こちらの里の西側は、前回の襲撃騒動の際には主戦場になっていない。周囲に見える畑には、それらしき戦いの傷跡も見られない。
見渡す限りの整然とした畑が広がっている。
向こうの斜面の方に見えているのは、葡萄棚だろうか。
「平和だなぁ、ゴレ」
心地よい風景に目を細めつつ、俺は斜め後ろを歩く相棒に語りかけた。
声をかけられた白いエルフなゴーレムが、うれしそうに顔を寄せてきた。
長い耳がまるで返事をするみたいに、微かに揺れている。
それから俺達は里の外周沿いにしばらく歩いた後、木立の中の上り坂の小道を進み、里の北西に位置する深い森の前に到着した。
里の北側というのは、すなわちシドル山脈に続く斜面の森である。
緑あふれる、自然豊かな森だ。
そもそも今回問題となっているこの黒い砂小竜というのは、里の北辺の区画にあるテテばあさんの敷地に忽然として現れた。
こういった事実から理詰めで推理した場合、この生物は北の山頂方向から里内へ侵入してきた可能性が非常に高い。
もし、仮にだ。トカゲが南から侵入して里内を縦断したり、東西から畑を通って里を横断して、うちの離れ家までたどり着いたとしよう。
どや顔で往来を歩き、くえくえと良く響く鳴き声を上げ、気になる物があればよちよちと無警戒に歩み寄り。そして、お腹が空けば通行人に絡んで餌をねだり、道端の鶏には王者の風格で喧嘩を売る、ちび黒とかげ。
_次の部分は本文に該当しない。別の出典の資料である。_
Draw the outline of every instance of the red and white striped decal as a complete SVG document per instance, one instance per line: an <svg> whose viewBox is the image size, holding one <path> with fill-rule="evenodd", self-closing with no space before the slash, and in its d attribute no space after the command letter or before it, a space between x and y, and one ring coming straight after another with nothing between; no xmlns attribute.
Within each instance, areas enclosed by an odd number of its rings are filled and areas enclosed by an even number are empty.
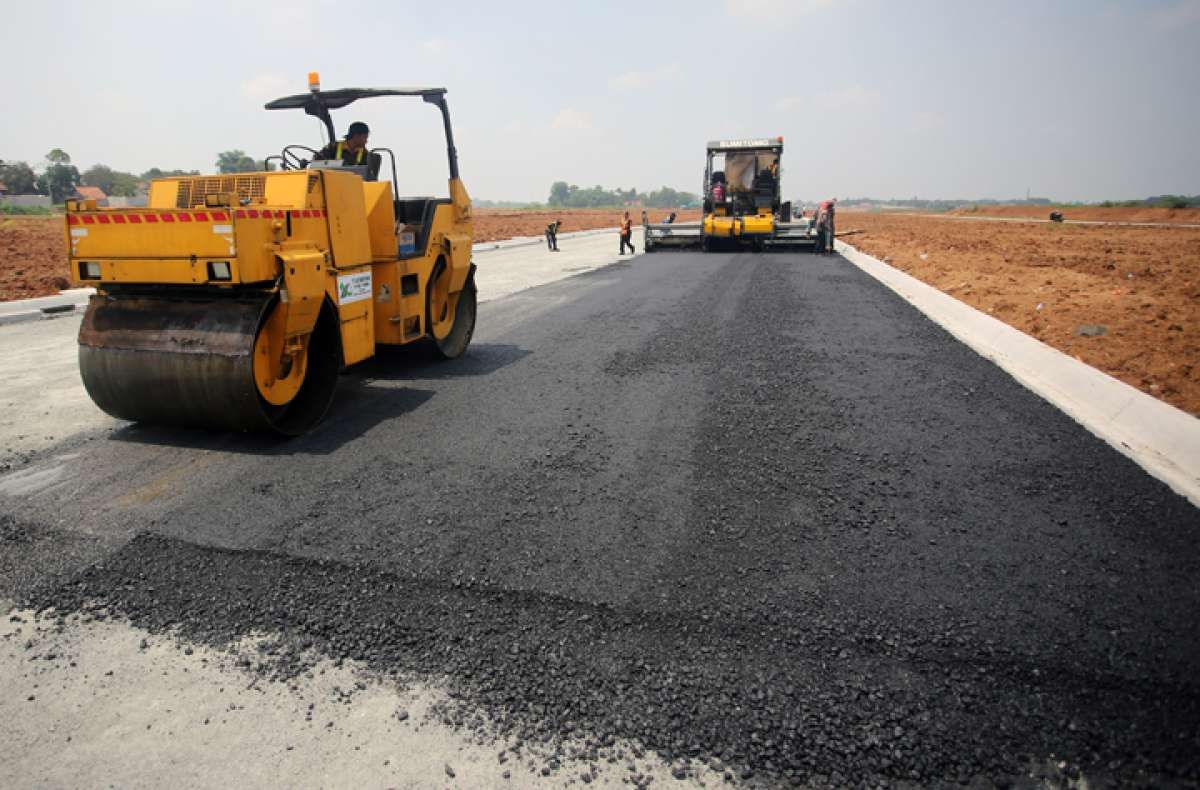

そんな目立つ存在、里人からの目撃情報が大量に上がっているはずである。
だが、誰もトカゲの姿など見ていないという。
つまりトカゲはおそらく、人目の多い里の南や、東西の区画などを移動していないのだ。
ありえる可能性としては、人口密度が低く、必要な移動距離も短い北の方角からやって来たか、あるいは――
……うちの離れの俺の足元に、突如魔法のごとく、ぽこんと生まれて湧いて出たかの二択である。
ふふん、ありえんな。
後者の可能性はない。
俺は常識的な判断の出来る男。物理法則を無視したマジカルファンシーな推理など、端から却下である。
要するに、トカゲは北の方角からやってきたのだ。
俺の名探偵としての勘がそう告げている。
つまり自然界に帰してやるなら、里の北側の森、すなわち今いるこの場所で逃がすのが、トカゲにとってはベストということだ。
「……というわけだ。野生の世界で強く生きろよ、クソトカゲ」
俺はトカゲを、そっと地面におろした。
腐葉土の積もった柔らかな森の土の上に、ちょこんとトカゲがおすわりする。
トカゲは状況がよく分かっていないのか、くりんとした小さな目で、俺のことを見上げている。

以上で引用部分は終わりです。